Please keep in mind that this is just a guess from someone with no background, so take with a grain of salt.

Maybe layer 5?
But It seems to me like the cortex doesnt generate actions tho, only evaluates the outcome of a given set of actions and some other structure uses those evaluations to pick the best action based on the cortex predictions.

My understanding is, it’s not actually a motor command, although it’s closely related.

Consider a cortical column for a fingertip. It needs to keep track of the fingertip’s location in the object’s reference frame. That way, when it touches something, the cortical column knows what part of the object it is touching.

It’s the change in allocentric location. The same motor command will change each sensory patch’s location differently. It also depends on the object’s positioning relative to the body.

This talk could help. The ideas in it aren’t necessarily canon anymore, dunno.
https://www.youtube.com/watch?v=ZFazR5yqesk

In my opinion, we still need to define the problem of self-movement. That’s kinda what led to TBT, after all (location, location, location). It’s too easy to fill in details without realizing. “Motor output” has implicit assumptions, because it puts the execution part of motor control in a black box. Fine-tuning during movement has a lot in common with TBT: prediction error, temporal, sensorimotor, uncertainty.

To answer your question, I think yes. For example, it’d be nice to be able to say, “move this column’s sensory patch to X location on the object”. That could be wrong though, once the problem is thoroughly defined.

The cortex has axons which directly generate actions.
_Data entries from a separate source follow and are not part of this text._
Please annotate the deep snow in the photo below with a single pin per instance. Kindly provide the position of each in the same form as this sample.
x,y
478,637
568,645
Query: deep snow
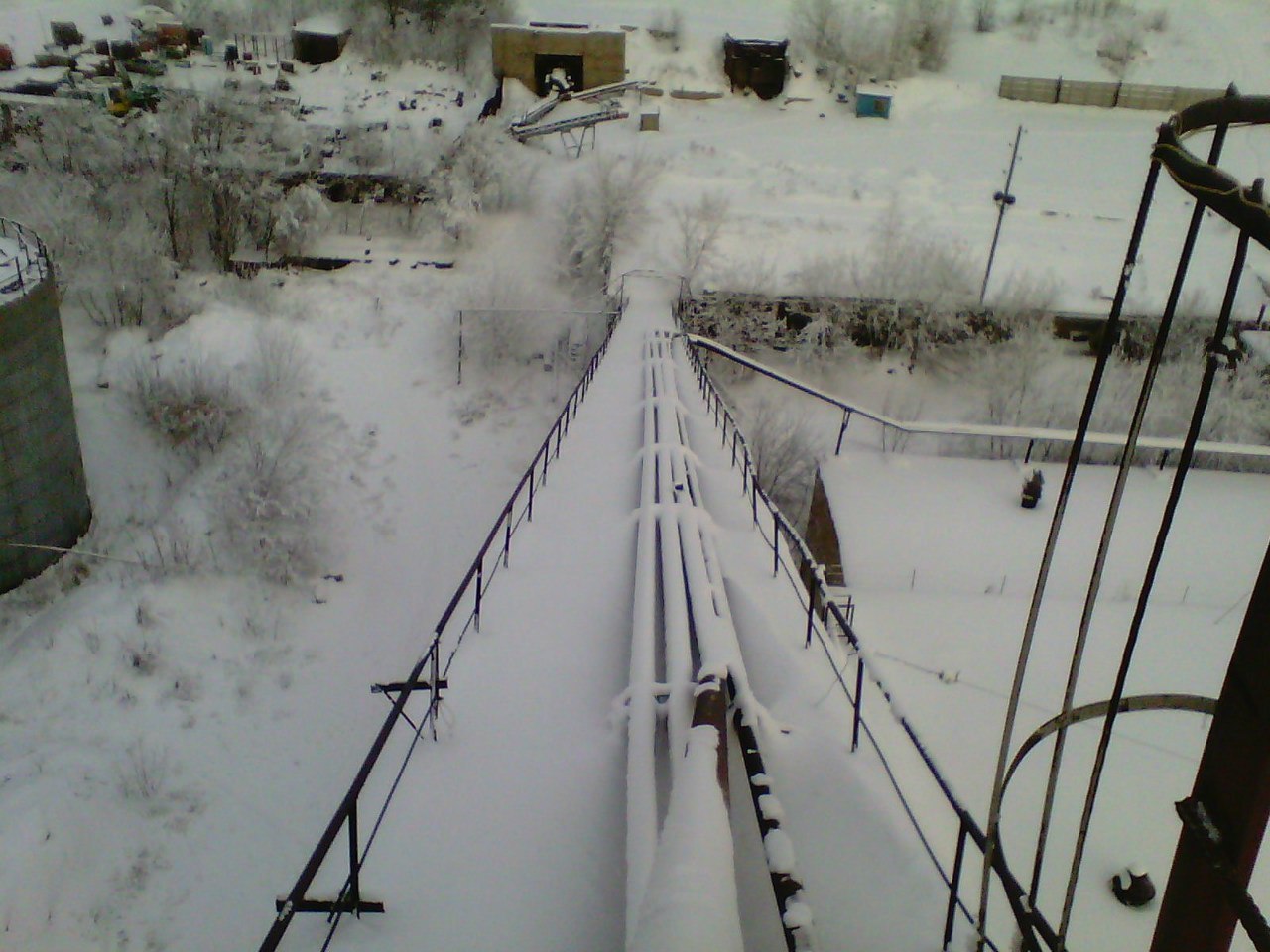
x,y
249,703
Still, your line of thinking is close to some things in the video I linked and basal ganglia.

The mechanisms are pretty complex but at a high level, there is a well-known phenomenon called efference copies.
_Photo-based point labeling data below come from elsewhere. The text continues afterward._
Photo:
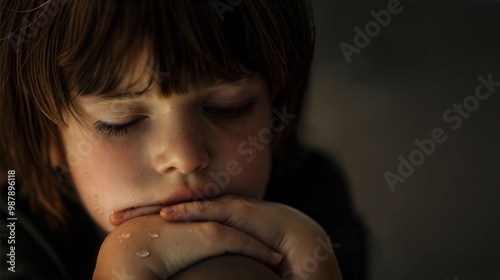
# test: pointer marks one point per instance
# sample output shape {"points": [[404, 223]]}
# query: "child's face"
{"points": [[149, 150]]}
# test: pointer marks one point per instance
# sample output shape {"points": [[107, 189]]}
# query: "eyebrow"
{"points": [[131, 94]]}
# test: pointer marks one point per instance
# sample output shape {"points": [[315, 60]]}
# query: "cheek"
{"points": [[249, 158], [103, 172]]}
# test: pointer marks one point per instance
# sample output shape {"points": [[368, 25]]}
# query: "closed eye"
{"points": [[117, 130]]}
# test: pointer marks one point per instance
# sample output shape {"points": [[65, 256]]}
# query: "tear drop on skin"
{"points": [[124, 235], [143, 253]]}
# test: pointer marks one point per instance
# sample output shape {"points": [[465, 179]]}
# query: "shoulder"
{"points": [[315, 184]]}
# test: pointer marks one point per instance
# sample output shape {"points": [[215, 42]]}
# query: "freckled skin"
{"points": [[154, 162], [175, 148]]}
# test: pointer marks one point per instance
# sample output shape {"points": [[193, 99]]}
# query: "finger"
{"points": [[218, 239], [253, 217]]}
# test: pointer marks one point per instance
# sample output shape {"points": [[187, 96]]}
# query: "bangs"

Layer 5 in each CC is the layer that is thought to send motor signals to the lower level, or subcortical, motor areas. A copy of that signal is then sent, through the thalamus, to other cortical regions.

Here’s a picture that shows the physical connectivity between the neocortex and thalamus from Subutai’s Thalamus Snubbed blog, the projection you see is an example of an efference copy. Another example of that would be how the superior colliculus moves the eyes and also sends a copy of the signal that it sends to the eyes to the cortex.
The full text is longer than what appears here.